Akademik Veri Yönetim Sistemi
5th International Conference on Engineering Technologies in Konya/Turkey (ICENTE 2021), Konya, Türkiye, 18 - 21 Kasım 2021, ss.186
Portland
cement, which is used as a binding material in traditional concrete, continues
to have a market advantage in the construction industry in the past and still
thanks to its cheap and easily available raw materials (limestone and clay).
Although Portland cement continues to be the most used binder material in the
concrete industry today, due to the high energy requirement during the
production of cement and the harmful effect of the CO₂ gas released on the
atmosphere, some studies have been carried out for the production of
alternative binder building materials to cement in recent years. In this study,
while producing geopolymer mortars, metakaolin as a binder, baked stone dust
waste at 15%, 30%, 45% replacement ratios as substitute material, colemanite
mineral at 10%, 20%, 30% replacement ratios as substitute material, borax penta
hydrate mineral at 10%, 20%, 30% replacement ratios as substitute material, borax
deca hydrate mineral is used at 10%, 20%, 30% replacement rates. At the same
time, metakaolin as a binder, colemanite mineral as an additive at 10%, 15%,
20% additive rates, borax penta hydrate mineral at 10%, 15%, 20% additive
rates, and borax deca hydrate mineral was used in 10%, 15%, 20% additive
ratios. In mortar production, 50% of 10M sodium hydroxide (NaOH) and 50% of 2
Module sodium silicate Na₂SiO₃ were used as alkali activators. Geopolymer
mortars produced using a liquid/binder ratio of 1, a water/binder ratio of
0.60, and a sand/binder ratio of 2.25 were cured for 24 hours at room
temperature and 60 ℃ curing conditions. When the dispersion values of the
produced geopolymer mortars were examined, it was observed that the dispersion
value increased with the increase of the replacement rate of the baked stone
dust waste substituted for the metakaolin as a binder, and the dispersion
values increased with the increase of the substitution rate of colemanite,
borax penta hydrate and borax deca hydrate substituted for the metakaolin. When
the mechanical properties of geopolymer mortars were examined at different
curing temperatures, it was observed that the 7 and 28-days flexural and
compressive strengths of the samples containing only metakaolin as a binder at
room temperature and 60 ℃ curing temperature did not differ.
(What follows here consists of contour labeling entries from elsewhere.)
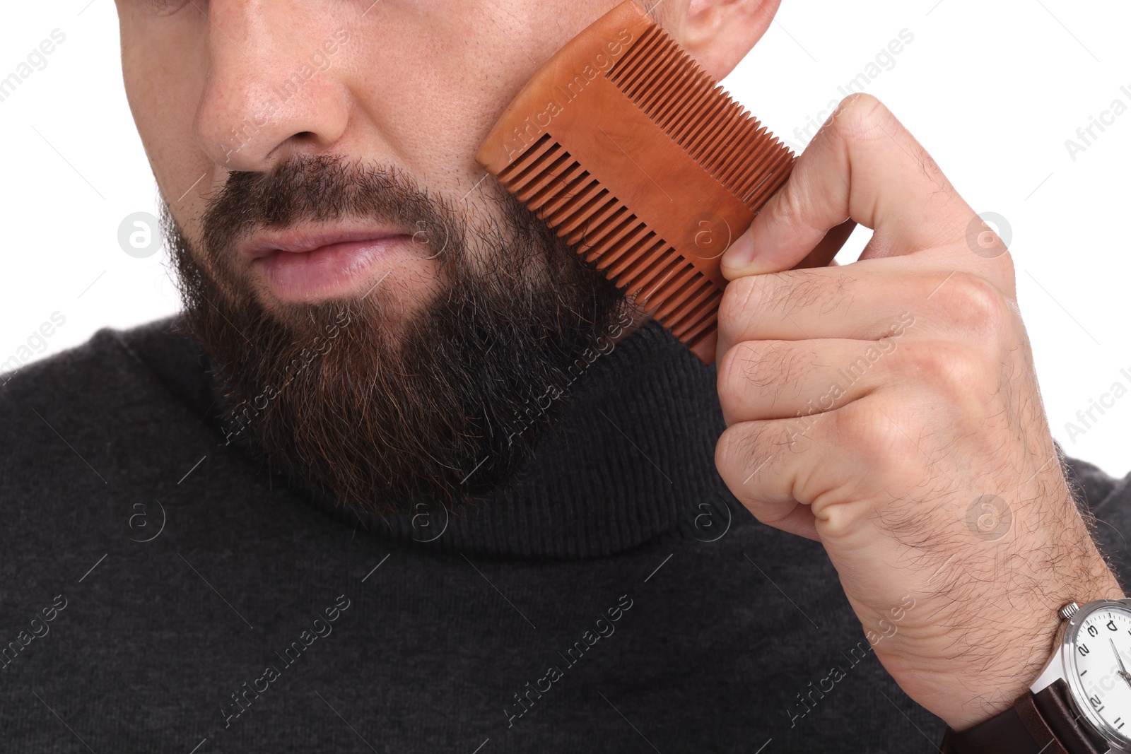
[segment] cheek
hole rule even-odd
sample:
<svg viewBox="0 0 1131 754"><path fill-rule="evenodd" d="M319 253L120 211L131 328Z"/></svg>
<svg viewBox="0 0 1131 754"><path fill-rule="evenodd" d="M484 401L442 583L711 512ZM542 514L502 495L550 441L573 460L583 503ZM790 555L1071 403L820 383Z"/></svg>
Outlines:
<svg viewBox="0 0 1131 754"><path fill-rule="evenodd" d="M354 61L370 73L364 96L381 113L397 157L422 183L464 196L484 176L474 159L506 106L562 45L607 8L607 0L432 2L418 14L390 7L383 44ZM442 7L440 7L442 6Z"/></svg>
It was observed
that the best results were obtained at 30% substitution rate in 7-days flexural
and compressive strengths at room temperature and 60 ℃ curing temperature in
the samples using baked stone dust waste as a substitute material, while the
samples using only metakaolin gave the best results in the 28-days compressive
strength. In the samples using colemanite mineral as a substitute material for
metakaolin, it was observed that the best values in flexural and compressive
strength of 7 and 28 days at room temperature curing were found only in the
samples using metakaolin. In the samples cured at 60 ℃, it was observed that
the best strength value in 7-days flexural and compressive strength was
obtained in 10% colemanite mineral substitution. Likewise, considering the
28-days compressive strength of the samples cured at 60 ℃, the best values were
obtained in the samples using only metakaolin as a binder. On the other hand,
in the samples where borax penta hydrate and borax deca hydrate mineral were
used as substitute materials instead of metakaolin as binder, it was observed
that the best strength values were obtained in the samples produced using only
metakaolin at both room temperature and 60 ℃ curing temperature. When
colemanite mineral was used as an additive to metakaolin binder geopolymer
mortars, it was observed that the best results at room temperature curing were
obtained only in samples using metakaolin. At 60 ℃ curing temperature, it was
observed that the best value in 7-days flexural and compressive strength was
observed in the samples using 20% colemanite mineral, while in the 28-days
compressive strength, only metakaolin was used as a binder. When borax penta
hydrate mineral is used as an additive to metakaolin binder geopolymer mortars
in mortar production, it has been observed that the best value in 7-days
flexural and compressive strength at 60 ℃ curing temperature is obtained with
10% additive, while 28-days compressive strength is obtained in samples
produced using only metakaolin. Likewise, in the samples using the mineral
borax deca hydrate as additive material, it was observed that the best values
in the flexural and compressive strength of 7 and 28 days at room temperature
curing and 60 ℃ curing temperature were found only in the samples using
metakaolin. As a result, it has been seen that metakaolin should be used as the
main binder in the production of geopolymer mortar and that metakaolin gains
strength at room temperature. It has been observed that up to 30% baked stone
dust waste can be used as a metakaolin replacement material in geopolymer
mortars, especially in early strength conditions. It has been observed that
boron minerals cannot be used as a substitute material in geopolymer mortars in
any way, and it has been observed that colemanite and borax penta hydrate
minerals can be used up to 10% to 20%, especially in early strength conditions,
in terms of additive material.